Thursday, July 31, 2025

Bodies of 2 miners located in El Pinabete mine

The bodies of two of the 10 miners trapped underground when the Sabinas, Coahuila coal mine they were working in flooded in August 2022 have been located, the Coahuila Attorney General’s Office announced today.

Military personnel and specialists from the Coahuila Labor Ministry, the state’s Civil Protection body, the Federal Electricity Commission (FCE) and National Civil Protection Coordination (CNPC) worked to locate the remains just over 200 feet underground. The bodies will now be identified and delivered to their respective families.

Rescue attempt at Pinabete
10 miners were killed at the Pinabete mine in Coahuila last year, despite immediate rescue efforts by an international team. (Especial/Cuartoscuro)

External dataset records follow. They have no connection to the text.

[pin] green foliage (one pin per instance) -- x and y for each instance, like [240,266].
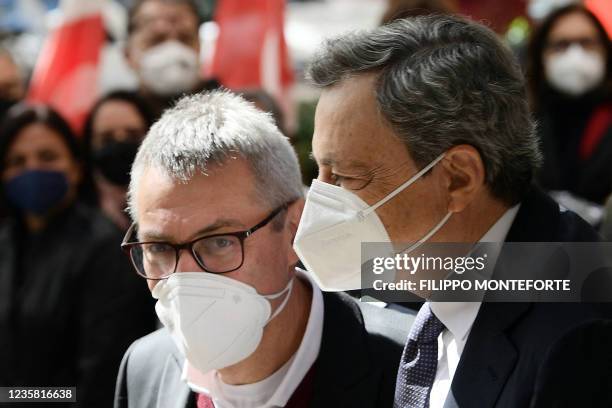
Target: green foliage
[302,141]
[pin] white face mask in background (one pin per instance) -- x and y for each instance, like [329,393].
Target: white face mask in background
[170,68]
[334,224]
[575,71]
[215,321]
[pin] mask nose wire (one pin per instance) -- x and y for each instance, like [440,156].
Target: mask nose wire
[288,290]
[363,213]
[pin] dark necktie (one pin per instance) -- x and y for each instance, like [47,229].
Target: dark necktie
[417,369]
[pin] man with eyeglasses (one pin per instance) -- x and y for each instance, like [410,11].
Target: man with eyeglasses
[216,198]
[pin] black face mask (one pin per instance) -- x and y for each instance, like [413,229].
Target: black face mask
[115,160]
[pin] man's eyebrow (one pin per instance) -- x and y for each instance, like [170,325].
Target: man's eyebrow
[209,229]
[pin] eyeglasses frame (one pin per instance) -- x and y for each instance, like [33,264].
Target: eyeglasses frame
[241,235]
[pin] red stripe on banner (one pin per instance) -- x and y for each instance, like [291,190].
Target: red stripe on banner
[66,73]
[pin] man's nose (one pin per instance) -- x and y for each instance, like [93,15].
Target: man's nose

A statement from the federal government reported that 2.3 million cubic meters of rock and soil have been extracted during nearly 12,000 hours of uninterrupted recovery efforts at the El Pinabete mine. Given the amount of material necessary to remove from the mine – including water, which has been pumped out with purpose-built pumps – recovering the remains only became possible recently. CNPC reports discussing plans to recover the bodies had been published earlier this month.

El Pinabete reportedly flooded when uncontrolled mining at the site broke into Las Conchas, an abandoned neighboring mine, itself flooded by the nearby Sabinas River. This year, the newspaper El País described El Pinabete as “a tragedy waiting to happen” that lacked “even the most basic safety conditions.”

On May 24, Luis Rafael García Luna Acuña, majority stakeholder of El Pinabete, was arrested by the Federal Attorney General’s Office (FGR) in Nuevo León on charges of illegal mining. In July, pre-trial judge José Luis Hernández Hernández granted García a stay and ordered his immediate release. The FGR appealed this decision, and the Eighth Circuit Court of Appeals revoked the stay on Dec. 15.

The El Pinabete tragedy once again drew attention to the precarious conditions faced by miners in Mexico, particularly in Coahuila, where over 60 percent of mining accidents in Mexico take place. This July, almost one year after the collapse, two miners lost their lives in an accident at a different mine in Sabinas, the same city where El Pinabete is located.